Samir Khan, an al-Qaida propagandist, was killed by

Samir Khan, an al-Qaida propagandist, was killed by a U.S. drone strike in Yemen. He went to high school in Westbury, where where classmates remember his evolution to an anti-American radical. This is his photo from the 2003 W. T. Clarke High School yearbook. Credit: None/

Relatives of Samir Khan, the former Long Island man killed last week in a U.S. drone strike in Yemen, broke their silence this week to question the government's tactics in pursuing American citizens who were deemed terrorists.

Khan, a naturalized U.S. citizen born in Saudi Arabia, was killed alongside American-born Muslim cleric Anwar al-Awlaki, leader of al-Qaida in the Arabian Peninsula.
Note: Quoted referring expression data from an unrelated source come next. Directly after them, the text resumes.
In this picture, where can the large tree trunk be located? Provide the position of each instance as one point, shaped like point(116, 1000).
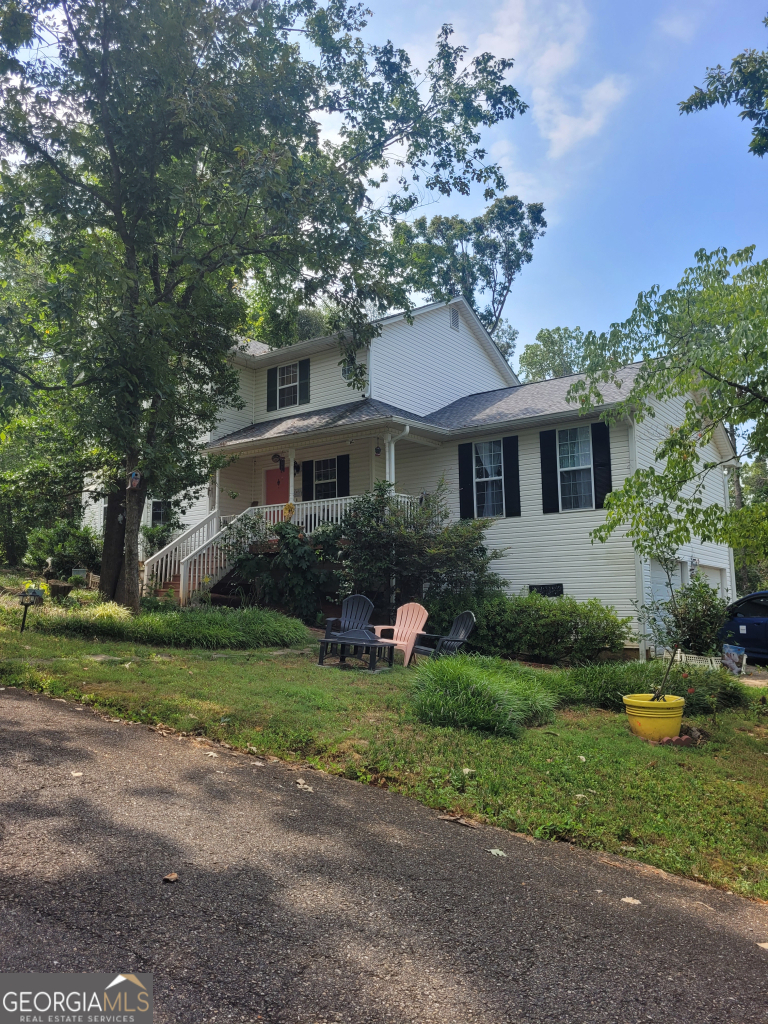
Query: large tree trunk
point(112, 552)
point(134, 507)
point(742, 569)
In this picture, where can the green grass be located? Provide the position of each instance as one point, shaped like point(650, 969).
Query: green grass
point(210, 628)
point(475, 692)
point(696, 812)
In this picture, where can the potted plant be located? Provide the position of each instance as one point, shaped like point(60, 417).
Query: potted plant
point(655, 715)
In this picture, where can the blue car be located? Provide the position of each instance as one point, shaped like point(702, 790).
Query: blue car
point(747, 625)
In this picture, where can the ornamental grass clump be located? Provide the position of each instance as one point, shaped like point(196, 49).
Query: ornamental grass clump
point(603, 685)
point(473, 692)
point(210, 628)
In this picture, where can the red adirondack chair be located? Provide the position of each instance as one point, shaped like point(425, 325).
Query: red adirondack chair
point(408, 625)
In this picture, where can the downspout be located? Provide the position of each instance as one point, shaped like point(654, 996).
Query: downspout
point(390, 452)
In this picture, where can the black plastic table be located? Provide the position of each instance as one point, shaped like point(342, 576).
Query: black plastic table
point(374, 646)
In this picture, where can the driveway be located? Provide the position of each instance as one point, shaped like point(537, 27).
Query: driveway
point(341, 904)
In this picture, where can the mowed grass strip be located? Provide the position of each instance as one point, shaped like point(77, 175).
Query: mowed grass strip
point(697, 812)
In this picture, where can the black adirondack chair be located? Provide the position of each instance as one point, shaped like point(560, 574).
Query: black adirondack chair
point(435, 646)
point(355, 614)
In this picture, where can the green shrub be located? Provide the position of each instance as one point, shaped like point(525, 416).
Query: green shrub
point(545, 629)
point(472, 692)
point(690, 619)
point(294, 578)
point(67, 545)
point(233, 628)
point(603, 685)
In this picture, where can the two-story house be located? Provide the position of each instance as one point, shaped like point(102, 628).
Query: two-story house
point(441, 402)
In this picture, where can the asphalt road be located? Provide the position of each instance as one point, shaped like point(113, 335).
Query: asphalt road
point(345, 903)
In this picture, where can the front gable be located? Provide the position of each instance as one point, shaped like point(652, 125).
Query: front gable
point(443, 354)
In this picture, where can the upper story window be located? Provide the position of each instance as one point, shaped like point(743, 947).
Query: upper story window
point(574, 462)
point(488, 479)
point(325, 478)
point(288, 385)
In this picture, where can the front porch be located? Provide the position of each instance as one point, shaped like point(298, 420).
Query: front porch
point(321, 477)
point(204, 554)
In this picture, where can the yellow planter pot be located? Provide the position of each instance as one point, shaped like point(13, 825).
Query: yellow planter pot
point(654, 719)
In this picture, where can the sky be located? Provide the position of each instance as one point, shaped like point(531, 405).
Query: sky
point(632, 188)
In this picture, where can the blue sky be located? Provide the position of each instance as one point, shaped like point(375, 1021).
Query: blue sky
point(632, 187)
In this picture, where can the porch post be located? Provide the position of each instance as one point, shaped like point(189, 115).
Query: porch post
point(388, 458)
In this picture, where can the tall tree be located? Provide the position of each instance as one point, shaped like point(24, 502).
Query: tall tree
point(704, 343)
point(745, 85)
point(159, 152)
point(477, 258)
point(557, 351)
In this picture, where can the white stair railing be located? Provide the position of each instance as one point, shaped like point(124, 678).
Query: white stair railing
point(213, 558)
point(165, 564)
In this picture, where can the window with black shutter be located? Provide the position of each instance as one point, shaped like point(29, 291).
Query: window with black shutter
point(548, 455)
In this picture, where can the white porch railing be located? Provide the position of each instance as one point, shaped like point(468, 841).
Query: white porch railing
point(216, 552)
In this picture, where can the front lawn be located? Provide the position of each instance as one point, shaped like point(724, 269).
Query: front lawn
point(698, 812)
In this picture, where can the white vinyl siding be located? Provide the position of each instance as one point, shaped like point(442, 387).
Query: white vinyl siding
point(717, 557)
point(236, 419)
point(540, 549)
point(246, 476)
point(327, 387)
point(423, 366)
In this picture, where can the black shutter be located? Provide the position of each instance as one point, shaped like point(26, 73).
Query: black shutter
point(548, 451)
point(342, 475)
point(466, 482)
point(307, 480)
point(303, 382)
point(271, 389)
point(601, 462)
point(511, 476)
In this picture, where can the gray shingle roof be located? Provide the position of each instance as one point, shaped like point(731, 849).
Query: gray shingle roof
point(526, 401)
point(348, 415)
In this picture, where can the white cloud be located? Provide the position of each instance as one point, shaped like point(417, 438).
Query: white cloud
point(681, 26)
point(549, 41)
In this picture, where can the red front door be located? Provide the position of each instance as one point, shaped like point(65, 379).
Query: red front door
point(276, 486)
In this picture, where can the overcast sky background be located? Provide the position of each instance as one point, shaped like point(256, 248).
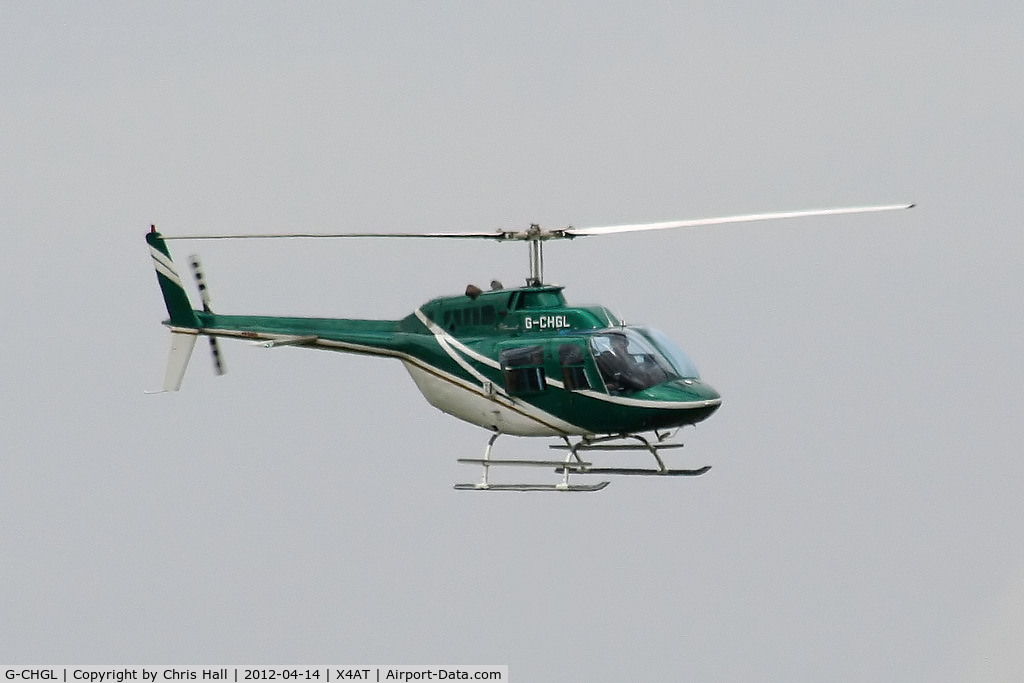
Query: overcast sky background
point(862, 518)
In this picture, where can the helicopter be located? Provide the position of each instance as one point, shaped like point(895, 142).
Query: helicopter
point(514, 360)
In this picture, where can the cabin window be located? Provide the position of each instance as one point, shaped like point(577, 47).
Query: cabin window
point(570, 357)
point(523, 369)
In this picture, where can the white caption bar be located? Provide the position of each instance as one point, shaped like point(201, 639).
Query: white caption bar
point(252, 674)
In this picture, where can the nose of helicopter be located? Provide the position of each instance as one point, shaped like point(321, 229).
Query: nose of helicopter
point(702, 396)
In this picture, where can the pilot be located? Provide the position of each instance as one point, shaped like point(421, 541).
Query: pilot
point(619, 367)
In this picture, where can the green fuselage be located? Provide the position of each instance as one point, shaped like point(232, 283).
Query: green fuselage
point(512, 360)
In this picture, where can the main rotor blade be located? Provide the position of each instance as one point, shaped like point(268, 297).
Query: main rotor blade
point(747, 218)
point(496, 235)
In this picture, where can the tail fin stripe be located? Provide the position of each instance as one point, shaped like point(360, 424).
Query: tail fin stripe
point(164, 266)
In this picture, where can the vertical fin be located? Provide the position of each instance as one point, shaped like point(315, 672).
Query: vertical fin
point(177, 359)
point(178, 306)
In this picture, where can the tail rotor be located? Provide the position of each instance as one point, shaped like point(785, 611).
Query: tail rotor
point(218, 364)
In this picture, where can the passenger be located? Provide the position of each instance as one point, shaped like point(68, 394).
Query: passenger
point(619, 368)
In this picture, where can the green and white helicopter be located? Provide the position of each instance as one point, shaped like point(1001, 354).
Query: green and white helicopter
point(514, 360)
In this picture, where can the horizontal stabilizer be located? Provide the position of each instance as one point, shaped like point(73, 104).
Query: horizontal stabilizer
point(288, 341)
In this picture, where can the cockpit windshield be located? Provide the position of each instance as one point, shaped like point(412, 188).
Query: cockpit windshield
point(680, 361)
point(630, 360)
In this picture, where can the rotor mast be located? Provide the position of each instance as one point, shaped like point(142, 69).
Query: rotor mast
point(536, 240)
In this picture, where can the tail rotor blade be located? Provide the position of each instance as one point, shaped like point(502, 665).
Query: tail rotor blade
point(204, 294)
point(200, 282)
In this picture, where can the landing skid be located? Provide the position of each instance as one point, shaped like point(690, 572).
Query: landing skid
point(531, 486)
point(573, 464)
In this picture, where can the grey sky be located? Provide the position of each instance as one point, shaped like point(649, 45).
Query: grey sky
point(862, 517)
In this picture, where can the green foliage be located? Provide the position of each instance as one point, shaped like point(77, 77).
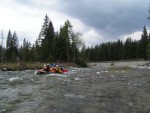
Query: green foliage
point(148, 51)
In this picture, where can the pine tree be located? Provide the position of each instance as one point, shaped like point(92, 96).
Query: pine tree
point(143, 44)
point(9, 40)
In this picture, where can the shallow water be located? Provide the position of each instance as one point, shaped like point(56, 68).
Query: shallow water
point(96, 90)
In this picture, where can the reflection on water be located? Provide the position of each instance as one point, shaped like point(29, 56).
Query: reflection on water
point(78, 91)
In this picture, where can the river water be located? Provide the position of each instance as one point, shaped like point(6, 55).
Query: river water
point(88, 90)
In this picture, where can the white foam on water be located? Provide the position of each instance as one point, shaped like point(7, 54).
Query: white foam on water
point(14, 79)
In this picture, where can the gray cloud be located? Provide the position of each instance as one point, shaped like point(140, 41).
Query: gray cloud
point(111, 18)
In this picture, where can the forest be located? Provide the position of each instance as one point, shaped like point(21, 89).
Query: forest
point(66, 45)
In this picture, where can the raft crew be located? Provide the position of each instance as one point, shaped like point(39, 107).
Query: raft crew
point(52, 68)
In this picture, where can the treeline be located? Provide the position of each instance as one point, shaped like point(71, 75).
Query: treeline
point(50, 46)
point(65, 46)
point(118, 50)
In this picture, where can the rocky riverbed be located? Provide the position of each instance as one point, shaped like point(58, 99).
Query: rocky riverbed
point(82, 90)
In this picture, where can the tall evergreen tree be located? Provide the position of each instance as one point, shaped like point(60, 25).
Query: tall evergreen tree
point(143, 44)
point(9, 40)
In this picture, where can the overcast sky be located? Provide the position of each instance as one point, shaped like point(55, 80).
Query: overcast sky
point(98, 20)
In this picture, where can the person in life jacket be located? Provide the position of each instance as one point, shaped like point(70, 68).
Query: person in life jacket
point(46, 68)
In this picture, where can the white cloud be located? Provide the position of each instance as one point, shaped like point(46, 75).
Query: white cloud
point(91, 37)
point(135, 36)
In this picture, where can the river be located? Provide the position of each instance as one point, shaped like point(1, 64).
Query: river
point(81, 90)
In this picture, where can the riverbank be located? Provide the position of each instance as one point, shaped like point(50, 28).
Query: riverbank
point(29, 66)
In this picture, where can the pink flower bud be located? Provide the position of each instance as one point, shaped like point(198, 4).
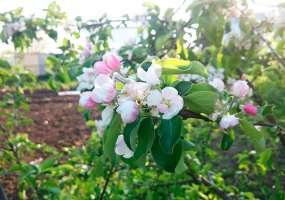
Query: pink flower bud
point(250, 109)
point(128, 110)
point(112, 61)
point(228, 121)
point(104, 89)
point(86, 101)
point(240, 88)
point(101, 68)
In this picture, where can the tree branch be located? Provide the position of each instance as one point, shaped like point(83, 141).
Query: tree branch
point(185, 114)
point(106, 183)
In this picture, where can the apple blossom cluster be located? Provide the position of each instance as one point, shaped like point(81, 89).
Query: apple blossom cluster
point(237, 88)
point(105, 86)
point(10, 28)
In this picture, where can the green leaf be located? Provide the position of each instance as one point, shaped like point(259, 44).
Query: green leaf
point(145, 138)
point(228, 139)
point(195, 67)
point(265, 158)
point(181, 166)
point(130, 133)
point(169, 132)
point(201, 101)
point(202, 87)
point(52, 34)
point(111, 135)
point(256, 138)
point(183, 87)
point(166, 161)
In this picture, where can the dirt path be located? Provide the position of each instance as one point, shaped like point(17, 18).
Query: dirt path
point(56, 122)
Khan, 25, published Inspire, an online magazine encouraging terror acts, but relatives who live in Charlotte, N.C., asked why the killings took place without trials.

A statement from Zafar and Sarah Khan said, "Our late son Samir Khan never broke any law and was never implicated of any crime. . . . Why couldn't there have been a capture and trial? Where is the justice?"

The statement went on to cite the U.S. Constitution's Fifth Amendment due-process clause, which says no person should be deprived of life without due process, "yet our government assassinated two of its citizens."

Jibril Hough, a family spokesman affiliated with the Islamic Center of Charlotte, said Khan's relatives, who are citizens, felt it necessary to speak out as Americans.

"They know this is a broader discussion that America needs to take up," he said.

But David Schanzer, director of the Triangle Center on Terrorism and Homeland Security at Duke University, in Durham, N.C., said al-Awlaki and Khan had turned themselves into enemies of the state.

"If you join an armed foreign force that is in conflict with the U.S., you have become a legitimate target," Schanzer said.

President Barack Obama said the strike that killed al-Awlaki and Khan was "a major blow to al-Qaida's most active operational affiliate" and gave no signs of stepping back such operations. "We will be determined, we will be deliberate, we will be relentless, we will be resolute in our commitment to destroy terrorist networks that aim to kill Americans."

Hough said the American Civil Liberties Union has been in touch with the Khans.

ACLU Deputy Legal Director Jameel Jaffer criticized the killings: "The government's authority to use lethal force against its own citizens should be limited to circumstances in which the threat to life is concrete, specific and imminent."